AuthorsMorte Ferrer, Ricardo; Toboso-Martín, Mario CSIC ORCID ; Aparicio Payá, Manuel; Ausín, Txetxu CSIC ; Monasterio Astobiza, Aníbal; López Castro, Daniel
Issue Date2020
PublisherWalter de Gruyter
CitationHaltaufderheide, J.; Hovemann, J.; Vollmann, J. (eds.). Aging between Participation and Simulation. Ethical Dimensions of Socially Assistive Technologies in Elderly Care. Walter de Gruyter: 185-198 (2020)

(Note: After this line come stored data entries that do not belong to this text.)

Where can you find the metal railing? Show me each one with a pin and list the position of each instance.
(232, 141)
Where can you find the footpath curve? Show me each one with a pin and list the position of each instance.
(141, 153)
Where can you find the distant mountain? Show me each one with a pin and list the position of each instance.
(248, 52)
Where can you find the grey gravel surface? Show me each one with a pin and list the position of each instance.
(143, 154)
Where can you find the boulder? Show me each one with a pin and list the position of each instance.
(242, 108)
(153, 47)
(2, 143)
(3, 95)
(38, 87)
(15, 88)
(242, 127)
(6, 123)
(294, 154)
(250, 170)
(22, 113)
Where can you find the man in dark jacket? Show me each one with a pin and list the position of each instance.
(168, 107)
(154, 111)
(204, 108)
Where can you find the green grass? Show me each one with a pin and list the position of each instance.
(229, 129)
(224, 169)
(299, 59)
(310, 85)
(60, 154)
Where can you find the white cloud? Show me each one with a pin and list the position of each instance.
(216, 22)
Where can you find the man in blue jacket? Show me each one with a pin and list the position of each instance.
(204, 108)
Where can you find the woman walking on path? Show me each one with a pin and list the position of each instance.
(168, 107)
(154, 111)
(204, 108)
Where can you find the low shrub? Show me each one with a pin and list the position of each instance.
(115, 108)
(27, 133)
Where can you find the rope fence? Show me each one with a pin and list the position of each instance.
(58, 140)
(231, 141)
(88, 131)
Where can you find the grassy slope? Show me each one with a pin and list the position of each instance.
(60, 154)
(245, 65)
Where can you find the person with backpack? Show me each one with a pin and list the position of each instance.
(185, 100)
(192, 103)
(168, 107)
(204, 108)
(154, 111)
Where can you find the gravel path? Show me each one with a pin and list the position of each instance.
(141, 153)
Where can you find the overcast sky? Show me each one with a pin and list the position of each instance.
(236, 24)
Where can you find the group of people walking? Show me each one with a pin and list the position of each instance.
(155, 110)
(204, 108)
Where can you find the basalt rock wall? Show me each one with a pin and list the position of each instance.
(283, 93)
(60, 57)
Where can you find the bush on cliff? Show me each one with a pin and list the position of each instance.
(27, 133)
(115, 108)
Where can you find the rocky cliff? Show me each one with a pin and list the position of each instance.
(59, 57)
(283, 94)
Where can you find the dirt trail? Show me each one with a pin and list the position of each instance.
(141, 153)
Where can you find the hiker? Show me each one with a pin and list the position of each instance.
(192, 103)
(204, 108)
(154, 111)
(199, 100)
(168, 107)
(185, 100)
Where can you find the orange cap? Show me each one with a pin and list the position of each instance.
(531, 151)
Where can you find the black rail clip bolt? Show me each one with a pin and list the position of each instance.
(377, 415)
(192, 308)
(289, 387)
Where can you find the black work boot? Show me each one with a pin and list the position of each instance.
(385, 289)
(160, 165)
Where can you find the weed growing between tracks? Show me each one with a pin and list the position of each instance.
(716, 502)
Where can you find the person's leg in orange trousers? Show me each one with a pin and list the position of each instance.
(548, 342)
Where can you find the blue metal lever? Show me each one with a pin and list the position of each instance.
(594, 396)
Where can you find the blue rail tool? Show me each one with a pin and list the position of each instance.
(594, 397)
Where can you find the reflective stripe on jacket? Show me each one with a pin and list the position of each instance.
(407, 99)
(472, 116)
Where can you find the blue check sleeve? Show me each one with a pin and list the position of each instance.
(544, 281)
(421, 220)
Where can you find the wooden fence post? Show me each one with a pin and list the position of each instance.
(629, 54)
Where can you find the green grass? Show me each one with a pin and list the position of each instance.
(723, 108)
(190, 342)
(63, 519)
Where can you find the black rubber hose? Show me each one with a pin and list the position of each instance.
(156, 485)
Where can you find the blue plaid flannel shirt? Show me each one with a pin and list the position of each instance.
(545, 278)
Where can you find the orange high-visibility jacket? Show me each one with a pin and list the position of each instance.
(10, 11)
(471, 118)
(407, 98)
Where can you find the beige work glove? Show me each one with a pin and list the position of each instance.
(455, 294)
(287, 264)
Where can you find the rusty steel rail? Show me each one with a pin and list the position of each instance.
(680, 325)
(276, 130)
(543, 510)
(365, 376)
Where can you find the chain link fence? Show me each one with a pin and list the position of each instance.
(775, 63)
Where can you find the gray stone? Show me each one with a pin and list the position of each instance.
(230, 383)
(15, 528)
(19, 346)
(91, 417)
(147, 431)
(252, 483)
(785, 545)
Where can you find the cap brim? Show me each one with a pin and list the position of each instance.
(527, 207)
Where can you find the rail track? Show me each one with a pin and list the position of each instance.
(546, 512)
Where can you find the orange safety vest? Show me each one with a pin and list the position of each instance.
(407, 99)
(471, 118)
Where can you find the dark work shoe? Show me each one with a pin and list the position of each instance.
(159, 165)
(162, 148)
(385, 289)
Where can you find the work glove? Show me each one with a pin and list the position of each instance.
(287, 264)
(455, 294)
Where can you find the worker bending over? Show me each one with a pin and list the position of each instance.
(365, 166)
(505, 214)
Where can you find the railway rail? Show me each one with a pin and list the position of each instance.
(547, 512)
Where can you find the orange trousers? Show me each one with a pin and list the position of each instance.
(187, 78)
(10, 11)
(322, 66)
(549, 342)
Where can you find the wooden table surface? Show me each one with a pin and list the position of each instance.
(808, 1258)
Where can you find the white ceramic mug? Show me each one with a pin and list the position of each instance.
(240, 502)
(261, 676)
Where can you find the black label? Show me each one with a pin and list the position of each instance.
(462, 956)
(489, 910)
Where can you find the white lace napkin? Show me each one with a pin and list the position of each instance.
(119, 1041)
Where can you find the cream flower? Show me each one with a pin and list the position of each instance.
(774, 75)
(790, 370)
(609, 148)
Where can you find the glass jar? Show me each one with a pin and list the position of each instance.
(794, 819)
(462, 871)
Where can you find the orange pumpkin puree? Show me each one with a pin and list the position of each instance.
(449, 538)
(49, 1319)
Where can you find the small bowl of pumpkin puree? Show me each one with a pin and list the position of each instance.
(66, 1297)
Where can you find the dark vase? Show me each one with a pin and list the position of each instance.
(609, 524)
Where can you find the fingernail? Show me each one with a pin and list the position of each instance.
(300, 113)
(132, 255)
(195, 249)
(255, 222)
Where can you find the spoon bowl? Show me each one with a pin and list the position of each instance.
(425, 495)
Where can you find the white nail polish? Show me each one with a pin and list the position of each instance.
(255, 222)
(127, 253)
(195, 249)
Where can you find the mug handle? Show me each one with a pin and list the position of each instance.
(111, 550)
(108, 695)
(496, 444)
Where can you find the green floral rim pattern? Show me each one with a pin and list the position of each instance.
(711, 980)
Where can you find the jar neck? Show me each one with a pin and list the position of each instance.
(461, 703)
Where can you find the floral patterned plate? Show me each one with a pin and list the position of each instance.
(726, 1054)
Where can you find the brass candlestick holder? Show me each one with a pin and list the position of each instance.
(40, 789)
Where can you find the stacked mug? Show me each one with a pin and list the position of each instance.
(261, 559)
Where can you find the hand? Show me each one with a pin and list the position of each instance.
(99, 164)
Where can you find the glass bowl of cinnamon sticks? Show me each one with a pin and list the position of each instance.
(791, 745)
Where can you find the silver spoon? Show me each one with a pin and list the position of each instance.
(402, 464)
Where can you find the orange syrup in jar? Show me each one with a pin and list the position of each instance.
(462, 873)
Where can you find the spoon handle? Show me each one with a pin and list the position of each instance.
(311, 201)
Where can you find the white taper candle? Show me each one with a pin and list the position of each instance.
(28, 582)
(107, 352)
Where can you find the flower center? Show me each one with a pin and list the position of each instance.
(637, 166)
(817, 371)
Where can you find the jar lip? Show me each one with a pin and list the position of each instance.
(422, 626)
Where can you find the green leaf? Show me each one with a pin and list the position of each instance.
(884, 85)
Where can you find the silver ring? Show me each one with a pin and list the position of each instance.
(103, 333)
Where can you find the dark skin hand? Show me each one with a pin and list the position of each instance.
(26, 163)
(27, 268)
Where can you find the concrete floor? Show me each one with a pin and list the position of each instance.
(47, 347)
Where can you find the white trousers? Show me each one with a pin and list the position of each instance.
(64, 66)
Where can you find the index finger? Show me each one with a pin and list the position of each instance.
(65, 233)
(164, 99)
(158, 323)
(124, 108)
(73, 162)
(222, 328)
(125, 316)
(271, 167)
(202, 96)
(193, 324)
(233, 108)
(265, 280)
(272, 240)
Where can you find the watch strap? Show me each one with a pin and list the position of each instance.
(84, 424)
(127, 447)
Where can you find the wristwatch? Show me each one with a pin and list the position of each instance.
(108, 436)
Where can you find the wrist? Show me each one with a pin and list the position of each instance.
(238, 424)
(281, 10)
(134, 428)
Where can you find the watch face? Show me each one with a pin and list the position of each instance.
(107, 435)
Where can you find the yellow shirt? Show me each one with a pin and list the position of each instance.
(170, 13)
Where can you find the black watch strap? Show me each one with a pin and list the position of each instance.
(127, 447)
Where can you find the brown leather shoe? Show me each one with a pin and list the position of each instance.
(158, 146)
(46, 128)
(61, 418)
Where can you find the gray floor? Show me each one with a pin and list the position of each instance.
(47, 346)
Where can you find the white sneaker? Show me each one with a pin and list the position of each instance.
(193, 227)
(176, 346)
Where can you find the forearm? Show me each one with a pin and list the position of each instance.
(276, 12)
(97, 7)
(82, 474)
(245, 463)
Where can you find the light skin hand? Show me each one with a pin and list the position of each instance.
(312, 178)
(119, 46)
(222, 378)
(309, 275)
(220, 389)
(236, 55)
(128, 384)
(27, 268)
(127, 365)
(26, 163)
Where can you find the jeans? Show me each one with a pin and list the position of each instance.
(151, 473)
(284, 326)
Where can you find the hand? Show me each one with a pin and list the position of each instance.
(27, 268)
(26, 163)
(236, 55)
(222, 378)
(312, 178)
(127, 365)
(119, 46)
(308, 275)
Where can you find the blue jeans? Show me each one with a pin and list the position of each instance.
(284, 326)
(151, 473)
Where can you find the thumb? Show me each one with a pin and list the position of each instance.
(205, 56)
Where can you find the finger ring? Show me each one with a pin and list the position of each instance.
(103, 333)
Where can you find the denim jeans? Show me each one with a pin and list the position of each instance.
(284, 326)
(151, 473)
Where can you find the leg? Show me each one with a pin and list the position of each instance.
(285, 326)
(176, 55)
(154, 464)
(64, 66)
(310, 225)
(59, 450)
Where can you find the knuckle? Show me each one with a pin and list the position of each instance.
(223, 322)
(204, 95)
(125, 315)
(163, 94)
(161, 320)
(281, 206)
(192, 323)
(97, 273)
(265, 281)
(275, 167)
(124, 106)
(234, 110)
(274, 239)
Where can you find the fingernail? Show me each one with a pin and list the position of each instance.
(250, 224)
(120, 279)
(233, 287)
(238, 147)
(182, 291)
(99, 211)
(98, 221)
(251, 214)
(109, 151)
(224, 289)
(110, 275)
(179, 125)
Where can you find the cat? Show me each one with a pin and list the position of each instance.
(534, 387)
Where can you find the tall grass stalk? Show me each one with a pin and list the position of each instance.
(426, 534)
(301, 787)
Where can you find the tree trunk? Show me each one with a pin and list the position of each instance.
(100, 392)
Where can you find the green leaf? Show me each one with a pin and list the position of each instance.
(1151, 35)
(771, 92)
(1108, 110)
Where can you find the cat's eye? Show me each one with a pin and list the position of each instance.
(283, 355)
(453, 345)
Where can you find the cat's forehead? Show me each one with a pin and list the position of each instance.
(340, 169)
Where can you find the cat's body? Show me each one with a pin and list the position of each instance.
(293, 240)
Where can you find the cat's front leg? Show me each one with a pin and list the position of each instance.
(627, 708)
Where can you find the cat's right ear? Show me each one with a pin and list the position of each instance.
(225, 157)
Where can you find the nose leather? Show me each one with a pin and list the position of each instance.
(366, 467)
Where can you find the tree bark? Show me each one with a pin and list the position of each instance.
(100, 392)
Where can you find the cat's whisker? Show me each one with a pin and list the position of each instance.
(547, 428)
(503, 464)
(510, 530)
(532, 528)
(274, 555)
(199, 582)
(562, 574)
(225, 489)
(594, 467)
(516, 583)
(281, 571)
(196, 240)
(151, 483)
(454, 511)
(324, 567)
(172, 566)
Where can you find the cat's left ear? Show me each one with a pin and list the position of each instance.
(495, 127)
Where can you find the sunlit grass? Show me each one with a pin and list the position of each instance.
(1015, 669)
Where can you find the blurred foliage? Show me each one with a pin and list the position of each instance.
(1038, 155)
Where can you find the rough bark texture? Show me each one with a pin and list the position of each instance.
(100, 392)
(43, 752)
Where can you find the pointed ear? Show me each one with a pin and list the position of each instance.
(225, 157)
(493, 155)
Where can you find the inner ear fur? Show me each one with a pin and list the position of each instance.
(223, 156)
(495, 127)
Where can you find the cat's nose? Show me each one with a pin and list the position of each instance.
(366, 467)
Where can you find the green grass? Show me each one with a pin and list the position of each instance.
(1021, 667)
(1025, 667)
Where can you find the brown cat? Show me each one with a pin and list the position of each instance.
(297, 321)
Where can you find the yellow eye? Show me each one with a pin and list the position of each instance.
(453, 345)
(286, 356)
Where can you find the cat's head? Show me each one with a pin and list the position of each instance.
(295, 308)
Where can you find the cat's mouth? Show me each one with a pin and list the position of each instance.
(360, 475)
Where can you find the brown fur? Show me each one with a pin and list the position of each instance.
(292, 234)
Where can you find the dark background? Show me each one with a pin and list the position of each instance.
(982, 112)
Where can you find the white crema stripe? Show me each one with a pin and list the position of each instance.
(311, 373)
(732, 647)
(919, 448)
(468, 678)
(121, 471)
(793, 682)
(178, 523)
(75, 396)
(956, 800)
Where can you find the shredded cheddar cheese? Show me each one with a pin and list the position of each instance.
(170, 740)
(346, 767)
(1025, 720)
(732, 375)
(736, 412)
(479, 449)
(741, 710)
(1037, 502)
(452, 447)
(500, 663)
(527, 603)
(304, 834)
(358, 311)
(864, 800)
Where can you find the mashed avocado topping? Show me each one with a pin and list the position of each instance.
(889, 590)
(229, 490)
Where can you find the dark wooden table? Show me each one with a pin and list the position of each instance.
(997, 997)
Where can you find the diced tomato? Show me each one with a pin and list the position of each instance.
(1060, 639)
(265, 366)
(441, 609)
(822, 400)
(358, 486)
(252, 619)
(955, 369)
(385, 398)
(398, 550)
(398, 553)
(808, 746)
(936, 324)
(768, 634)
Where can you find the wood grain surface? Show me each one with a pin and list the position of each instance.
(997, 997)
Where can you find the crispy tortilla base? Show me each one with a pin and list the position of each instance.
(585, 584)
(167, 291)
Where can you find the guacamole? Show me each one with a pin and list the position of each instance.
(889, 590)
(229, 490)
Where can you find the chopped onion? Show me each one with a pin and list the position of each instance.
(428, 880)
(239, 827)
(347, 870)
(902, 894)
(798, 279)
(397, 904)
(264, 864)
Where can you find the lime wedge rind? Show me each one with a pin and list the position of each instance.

AbstractTechnological change has been notable in recent decades, including the field of assistive technologies aimed at promoting the autonomy of the elderly and disabled people. Personal autonomy is possible thanks to ethical-juridical protection through reciprocally recognized human rights (civil and political, economic, social and cultural, third generation). The current technological change could produce an alteration in the exercise of personal autonomy, putting at risk its normative protection, since some of these rights currently require technological mediations to be able to be carried out. Nowadays, the UN Convention on the Rights of Persons with Disabilities (CRPD) governs as the international normative framework that defines and protects the autonomy of people with disabilities, mostly elderly, and includes important references to technological developments. New assistive technologies, that can be used to record physiological variables or to monitor habitual patterns of life, are suggested as devices that promote personal autonomy. Health monitoring could impact privacy, identity, integrity, and the protection of personal data. Therefore, it is necessary to broaden the ethical reflection from the CRPD to the relevant regulations on privacy and data protection (General Data Protection Regulation [GDPR] and Draft Privacy Regulation ePrivacy) and the Data Protection Impact Assessment (DPIA) provided in Art. 35 GDPR, which is especially relevant for the realm of assistive technologies. In this contribution we show how technological change affects some aspects of personal autonomy, its normative protection, privacy, and care.